Prince Gong moved to Changxindian (長辛店; in present-day Fengtai District, Beijing) and called for an assembly of the troops stationed there to enforce greater discipline and raise their morale. On one hand, Qinghui (慶惠) suggested to the Xianfeng Emperor to release Harry Smith Parkes and let Prince Gong continue negotiating. On the other hand, Yidao (義道) urged the emperor to surrender Beijing to the enemy. In the meantime, the British and French looted and burnt down the Old Summer Palace in the northwest of Beijing.

On 24 October 1860, Prince Gong concluded the negotiations with the British, French and Russians, and signed the Convention of Beijing on behalf of the Qing Empire. He then wrote a memorial to the Xianfeng Emperor, requesting to be punished for signing the unequal treaty. The emperor replied, "The responsibility assigned to Prince Gong to carry on peace negotiations is not an easy one to shoulder. I deeply understand the difficult situation he was put into. There is no need to punish him." Prince Gong settled the diplomatic affairs in Beijing by the end of 1860.

In 1861, Prince Gong set up the Zongli Yamen, which functioned as the Qing government's de facto foreign affairs ministry, and placed Guiliang (桂良) and Wenxiang in charge of it.

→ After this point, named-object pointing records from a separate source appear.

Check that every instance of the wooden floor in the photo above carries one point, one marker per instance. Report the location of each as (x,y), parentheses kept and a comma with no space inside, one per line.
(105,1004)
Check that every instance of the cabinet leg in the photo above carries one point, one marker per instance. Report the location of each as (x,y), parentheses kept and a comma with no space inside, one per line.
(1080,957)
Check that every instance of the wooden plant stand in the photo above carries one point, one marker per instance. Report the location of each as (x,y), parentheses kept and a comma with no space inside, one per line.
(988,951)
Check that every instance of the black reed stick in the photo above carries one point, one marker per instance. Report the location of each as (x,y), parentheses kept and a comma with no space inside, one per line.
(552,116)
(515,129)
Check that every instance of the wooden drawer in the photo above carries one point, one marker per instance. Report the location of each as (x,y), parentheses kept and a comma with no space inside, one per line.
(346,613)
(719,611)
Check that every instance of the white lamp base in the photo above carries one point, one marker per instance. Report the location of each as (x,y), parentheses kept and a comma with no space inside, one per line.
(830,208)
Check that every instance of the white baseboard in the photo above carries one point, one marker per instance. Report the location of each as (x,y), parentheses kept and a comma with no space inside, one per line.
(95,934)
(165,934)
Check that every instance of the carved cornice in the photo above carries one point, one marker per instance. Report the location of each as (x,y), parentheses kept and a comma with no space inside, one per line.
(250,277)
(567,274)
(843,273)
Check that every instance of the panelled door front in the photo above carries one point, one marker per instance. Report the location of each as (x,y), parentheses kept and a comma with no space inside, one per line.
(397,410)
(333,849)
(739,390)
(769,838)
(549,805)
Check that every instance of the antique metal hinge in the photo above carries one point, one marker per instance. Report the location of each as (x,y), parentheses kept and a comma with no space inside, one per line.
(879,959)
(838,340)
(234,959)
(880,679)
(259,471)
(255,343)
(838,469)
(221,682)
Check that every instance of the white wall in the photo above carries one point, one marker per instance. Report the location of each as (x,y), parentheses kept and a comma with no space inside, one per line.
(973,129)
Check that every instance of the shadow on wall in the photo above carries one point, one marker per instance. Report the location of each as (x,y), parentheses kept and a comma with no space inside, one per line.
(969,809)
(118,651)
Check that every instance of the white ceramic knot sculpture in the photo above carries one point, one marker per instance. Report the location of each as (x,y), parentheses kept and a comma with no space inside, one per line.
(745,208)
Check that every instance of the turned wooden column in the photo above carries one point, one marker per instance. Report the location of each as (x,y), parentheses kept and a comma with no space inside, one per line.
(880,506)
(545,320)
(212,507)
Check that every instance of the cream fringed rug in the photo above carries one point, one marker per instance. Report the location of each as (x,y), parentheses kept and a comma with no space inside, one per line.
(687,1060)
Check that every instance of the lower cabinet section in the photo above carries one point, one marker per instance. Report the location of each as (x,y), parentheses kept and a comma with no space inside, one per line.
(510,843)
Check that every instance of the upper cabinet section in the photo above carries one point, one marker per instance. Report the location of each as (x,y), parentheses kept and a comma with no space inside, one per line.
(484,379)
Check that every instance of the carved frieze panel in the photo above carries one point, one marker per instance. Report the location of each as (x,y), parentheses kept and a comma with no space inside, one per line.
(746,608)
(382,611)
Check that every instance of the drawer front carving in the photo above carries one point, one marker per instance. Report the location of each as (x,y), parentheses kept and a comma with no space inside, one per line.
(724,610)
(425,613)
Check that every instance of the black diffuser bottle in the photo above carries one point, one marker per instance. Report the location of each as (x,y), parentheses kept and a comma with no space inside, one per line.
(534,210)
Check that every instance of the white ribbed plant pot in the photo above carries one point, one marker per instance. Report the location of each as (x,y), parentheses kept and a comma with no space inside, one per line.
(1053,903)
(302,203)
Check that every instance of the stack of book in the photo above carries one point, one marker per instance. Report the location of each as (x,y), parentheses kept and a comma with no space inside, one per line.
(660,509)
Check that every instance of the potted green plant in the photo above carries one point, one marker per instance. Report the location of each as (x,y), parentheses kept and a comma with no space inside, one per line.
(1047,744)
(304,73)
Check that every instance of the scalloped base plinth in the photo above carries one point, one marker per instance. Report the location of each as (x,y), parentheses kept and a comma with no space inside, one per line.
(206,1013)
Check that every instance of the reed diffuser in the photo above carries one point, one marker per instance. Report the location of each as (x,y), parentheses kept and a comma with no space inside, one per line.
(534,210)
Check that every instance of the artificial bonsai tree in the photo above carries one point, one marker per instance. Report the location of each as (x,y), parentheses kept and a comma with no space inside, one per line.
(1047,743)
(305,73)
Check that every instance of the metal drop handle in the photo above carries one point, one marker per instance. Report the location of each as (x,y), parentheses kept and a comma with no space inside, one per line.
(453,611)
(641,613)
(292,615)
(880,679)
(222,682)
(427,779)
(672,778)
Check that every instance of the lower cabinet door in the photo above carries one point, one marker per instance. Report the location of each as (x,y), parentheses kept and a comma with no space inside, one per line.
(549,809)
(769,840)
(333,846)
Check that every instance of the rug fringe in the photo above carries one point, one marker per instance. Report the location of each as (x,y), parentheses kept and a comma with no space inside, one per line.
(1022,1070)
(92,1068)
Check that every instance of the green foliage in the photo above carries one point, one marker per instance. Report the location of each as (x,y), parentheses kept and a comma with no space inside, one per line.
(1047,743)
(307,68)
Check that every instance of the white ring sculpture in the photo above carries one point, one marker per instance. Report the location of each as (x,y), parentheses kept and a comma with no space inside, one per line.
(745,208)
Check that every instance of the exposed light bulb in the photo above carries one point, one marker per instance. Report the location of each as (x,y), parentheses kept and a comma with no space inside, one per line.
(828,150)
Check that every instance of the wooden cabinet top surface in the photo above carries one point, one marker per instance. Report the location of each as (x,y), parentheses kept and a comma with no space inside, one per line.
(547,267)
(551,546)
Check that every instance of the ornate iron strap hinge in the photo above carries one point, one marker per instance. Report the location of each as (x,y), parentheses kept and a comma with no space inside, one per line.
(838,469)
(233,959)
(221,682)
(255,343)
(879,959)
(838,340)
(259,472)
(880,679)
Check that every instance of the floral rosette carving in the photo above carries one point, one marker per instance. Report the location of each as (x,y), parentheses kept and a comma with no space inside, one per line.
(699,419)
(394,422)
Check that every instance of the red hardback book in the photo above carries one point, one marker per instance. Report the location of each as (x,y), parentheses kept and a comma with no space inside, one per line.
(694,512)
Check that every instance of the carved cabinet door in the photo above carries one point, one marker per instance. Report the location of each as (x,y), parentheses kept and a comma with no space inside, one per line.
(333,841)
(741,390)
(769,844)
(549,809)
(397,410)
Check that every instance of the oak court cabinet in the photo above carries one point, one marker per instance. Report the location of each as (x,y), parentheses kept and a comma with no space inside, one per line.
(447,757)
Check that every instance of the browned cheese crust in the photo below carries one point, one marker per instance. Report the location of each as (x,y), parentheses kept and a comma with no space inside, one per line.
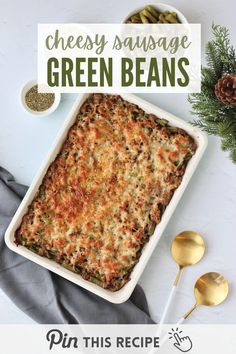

He wrote a memorial to the Xianfeng Emperor, proposing to enhance the training of Banner Troops in Beijing and let the Qing troops stationed in Jilin and Heilongjiang provinces train with the Russian Empire's forces and stockpile military supplies. The generals Shengbao (勝保), Jingchun (景淳) and others were ordered to train the troops in Beijing and northeast China.

Under the Tongzhi Emperor

Xinyou Coup
Before the Xianfeng Emperor died in August 1861 in the Chengde Mountain Resort, he appointed a group of eight regents – led by Zaiyuan, Duanhua and Sushun – to assist his underage son and successor, Zaichun. Yixin's flexible attitude towards dealing with the Western powers had put him at odds with the eight regents, who were politically conservative and opposed to Western influence. Upon request, Prince Gong was granted permission to travel to Chengde to attend the funeral. In Chengde, he met the Empress Dowagers Ci'an and Cixi and told them about how the eight regents monopolised state power. When the Xianfeng Emperor's coffin arrived back in Beijing in November 1861, Prince Gong and the two empress dowagers launched a coup – historically known as the Xinyou Coup (辛酉政變) – to oust the eight regents from power. The regents were arrested and removed from their positions of power.

As Prince-Regent
Zaichun, who was enthroned as the "Tongzhi Emperor", appointed Prince Gong as Prince-Regent (議政王) and granted him some special privileges. These privileges included: "iron-cap" status awarded to the Prince Gong title/peerage; an increment in salary to twice that of a normal qinwang (first-rank prince); exemptions from having to kowtow in the emperor's presence and having to write his name on memorials submitted to the emperor. Prince Gong firmly declined to accept the "iron-cap" privilege, and instead sought to be concurrently appointed as zongling (宗令; Head of the Imperial Clan Court) and put in charge of the Shenjiying (a firearms-equipped unit in the Qing army). The two empress dowagers also ordered Prince Gong to supervise Hongde Hall (弘德殿; a hall in the Forbidden City), where the Tongzhi Emperor studied.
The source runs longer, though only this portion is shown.